Neben der Haltung geht es bei der Nachfolge Jesu auch um Orientierung: Petrus schreibt: Ihr wart wie irrende Schafe, aber seid nun umgekehrt zu dem Hirten und Bischof eurer Seelen.

Ehrlich gesagt weiß ich nicht so genau, was passiert, wenn ein Hirte eine Schafherde einfach stehen lässt und sich mit seinen Hunden zurückzieht. Aber ich denke, dass spätestens, wenn ein Rudel Wölfe oder eine andere Gefahr auftaucht, die Herde in alle Richtungen auseinanderspringt und danach orientierungs- und schutzlos durch die Gegend irrt. Wer sich aber am Hirten orientiert, wer seinen Fußstapfen nachfolgt, der hat Orientierung.
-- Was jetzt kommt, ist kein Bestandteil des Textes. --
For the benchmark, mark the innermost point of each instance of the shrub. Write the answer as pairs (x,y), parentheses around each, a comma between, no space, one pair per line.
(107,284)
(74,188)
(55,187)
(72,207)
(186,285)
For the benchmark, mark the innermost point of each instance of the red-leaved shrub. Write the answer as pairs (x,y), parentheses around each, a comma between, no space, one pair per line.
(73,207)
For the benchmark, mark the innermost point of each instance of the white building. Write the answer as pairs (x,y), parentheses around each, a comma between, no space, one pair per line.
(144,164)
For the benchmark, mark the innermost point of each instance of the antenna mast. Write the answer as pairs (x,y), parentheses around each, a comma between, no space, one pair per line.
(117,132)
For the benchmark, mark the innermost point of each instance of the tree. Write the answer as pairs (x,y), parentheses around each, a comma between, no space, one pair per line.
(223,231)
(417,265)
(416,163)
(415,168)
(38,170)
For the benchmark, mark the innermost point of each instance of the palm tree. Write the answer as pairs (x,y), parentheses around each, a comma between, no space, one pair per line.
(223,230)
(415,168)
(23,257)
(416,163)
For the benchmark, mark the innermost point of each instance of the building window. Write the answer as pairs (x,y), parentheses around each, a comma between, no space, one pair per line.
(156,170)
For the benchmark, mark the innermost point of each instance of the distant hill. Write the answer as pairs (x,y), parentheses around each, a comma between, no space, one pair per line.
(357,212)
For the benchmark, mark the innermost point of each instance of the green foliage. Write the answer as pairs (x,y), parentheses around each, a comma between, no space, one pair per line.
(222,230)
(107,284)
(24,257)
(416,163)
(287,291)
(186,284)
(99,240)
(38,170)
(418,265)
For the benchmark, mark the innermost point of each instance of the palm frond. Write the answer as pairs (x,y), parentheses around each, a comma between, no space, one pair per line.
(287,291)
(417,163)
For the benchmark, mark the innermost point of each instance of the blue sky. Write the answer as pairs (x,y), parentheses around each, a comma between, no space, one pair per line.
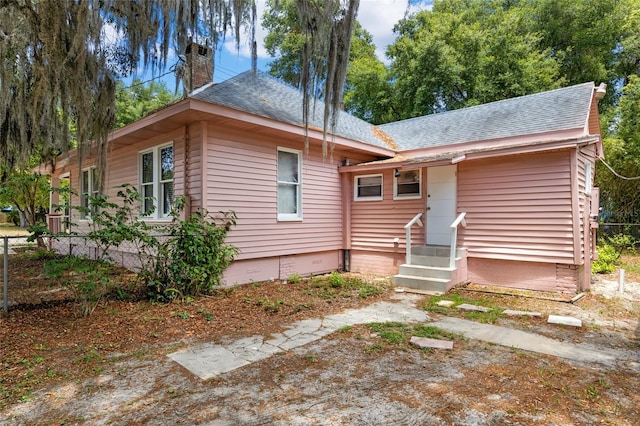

Der ist auch im tiefen Tal nicht allein und selbst im Angesicht der Feinde kann er sich der guten Fürsorge des Hirten sicher sein. Äußerlich und vor allem auch innerlich, um unsere Seelen, sorgt sich der gute Hirte. Ich meine, auch und gerade in diesen Tagen, die von Ungewissheit und vielen Fragezeichen geprägt sind, brauchen wir einen guten Hirten mehr denn je. An dem wir uns orientieren können. Der mitgeht. Auf dessen Fürsorge wir uns gewiss verlassen können. Und der sich auch um unsere Seelen kümmert. Um unsere Sorgen und Ängste, die uns belasten, um das Gefühl des Alleinseins, das uns traurig macht, und um unsere innere Unruhe.

Nachfolge bleibt ein lebenslanges Lernen für uns Christen. Ständig werden wir neu die Schreibvorlage nehmen und nachzeichnen. Zu verschiedenen Zeiten und in verschiedenen Situationen müssen wir sie herausholen und fragen, was es unter den gegebenen Umständen heißt, nachzufolgen.  Und auch, wenn wir nie in die Fußstapfen Christi reinpassen werden, so ist es doch gut, dass er uns vorausgegangen ist. Denn jeder, der schon einmal im Tiefschnee gewandert ist, weiß, dass es sich so viel leichter läuft, wenn schon Spuren da sind.

Zum einen weiß man, wo man hinlaufen muss und zum anderen kostet es viel weniger Kraft. Jesus Christus ist uns als guter Hirte den Weg vorausgegangen, der zum ewigen Leben führt. Er lädt uns ein, ihm zu folgen. Dabei kommt es nicht darauf an, wie gut wir die Schreibvorlage nachzeichnen können. Durch seine Hingabe sind wir bereits gerecht, das heißt freigesprochen. Durch seine Wunden sind wir bereits heil geworden. Es geht darum mit dem besten und fürsorglichsten und einzig wahren Hirten unterwegs zu sein. Besser können Schafe nicht leben –  und nicht sterben.

„Christus spricht: Ich bin der gute Hirte. Meine Schafe hören meine Stimme, und ich kenne sie und sie folgen mir; und ich gebe ihnen das ewige Leben.“

Johannes 10

Amen.

Die Predigt wurde in einem Online-Gottesdienst am 24.04.2020 in Waldenbuch gehalten.